Am 19. März 2010 hat das für den Bereich der Telekommunikation federführende Bundeswirtschaftsministerium Eckpunkte für eine Änderung des Telekommunikationsgesetzes vorgelegt. Damit sollen mehrere EU-Richtlinien umgesetzt werden (das sogenannte EU-Telekom-Paket). In diesem Rahmen wird auch geprüft, ob weitergehende Regelungen erforderlich sind, um eine Kostenfreistellung in Warteschleifen sicher zu stellen oder um zusätzliche Telefonkosten für die Kunden in Beschwerdefällen zu vermeiden.

Verbraucher muss Kosten erkennen können

Wichtig ist aus Sicht des BMELV, dass die Verbraucher Kosten erkennen können, bevor sie anfallen. Daher wurden in den letzten Jahren mehrere Änderungen des Telekommunikationsrechts vorgenommen, die die Preistransparenz wesentlich verbessert haben. Unter anderem ist bei 0180er-Nummern und bei Werbung und Hinweisen auf 0900er-Nummern immer der Preis anzugeben. Bei 0900er-Nummern ist der Preis zusätzlich vor Beginn der kostenpflichtigen Verbindung anzusagen.
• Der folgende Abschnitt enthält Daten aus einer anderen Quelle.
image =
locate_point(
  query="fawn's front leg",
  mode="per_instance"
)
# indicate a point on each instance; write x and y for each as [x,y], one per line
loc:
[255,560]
Im Jahr 2009 wurden Preishöchstgrenzen für 0180er-Nummern beschlossen: Diese liegen bei 14 Cent pro Minute bei Anrufen aus dem Festnetz und bei 42 Cent pro Minute bei Anrufen aus dem Mobilfunknetz und gelten seit 01. März 2010. Vorher wurden für Anrufe aus dem Mobilfunknetz bei 0180er-Nummern oft ca. 80 Cent pro Minute berechnet.

Freiwillige Lösungen durch die Wirtschaft

Um Verbesserungen des Kundenservice zu erreichen, hat das BMELV daneben sehr auf freiwillige Lösungen durch die Wirtschaft gedrängt. Das Ministerium hat sich im Rahmen des IT-Gipfels der Bundesregierung mit Unternehmen der Telekommunikations- und IT-Branche auf einen „Leitfaden für die verbraucherfreundliche Kundenbetreuung“ verständigt. Dieser sieht bereits vor, dass Warteschleifen kostenfrei sind und durchschnittlich nicht länger als 30 Sekunden dauern sollen. Leider erhält das BMELV weiterhin zahlreiche Bürgerbeschwerden über die hohen Kosten von Service-Rufnummern. Deshalb werden diese Fragen im Rahmen der anstehenden Änderung des Telekommunikationsgesetzes erneut geprüft.

Bei 0180er-Nummern kann bislang die Wartschleife technisch nicht vom kostenpflichtigen Dienst unterschieden werden. Hier arbeitet die Bundesnetzagentur daran, diese Unterscheidbarkeit herzustellen, wie dies bereits bei 0900er-Nummern möglich ist. Parallel dazu wurde die Wirtschaft aufgefordert, eigene Lösungsvorschläge zu erarbeiten. Die Telekommunikationsbranche prüft derzeit, inwieweit entsprechende Regelungen bereit gestellt werden können.

Erfolgreiche Reklamationen: Hotlinekosten können geltend gemacht werden

Ein weiteres Problem ist die Kostenpflichtigkeit der Servicerufnummern etwa bei Reklamationen. Für Kunden ist es unbefriedigend, wenn sie ihre Rechte bzw. Ansprüche gegenüber einem Unternehmen nur durch die Inanspruchnahme einer teuren Hotline geltend machen können. Nach geltendem Recht können sich die Kunden in Gewährleistungsfällen die Telefonkosten vom Unternehmen ersetzen lassen. In der Praxis fordern dies allerdings nur wenige Kunden ein, entweder, weil sie ihr Recht nicht kennen oder weil es sich um relativ geringe Beträge handelt und sie daher den Aufwand scheuen.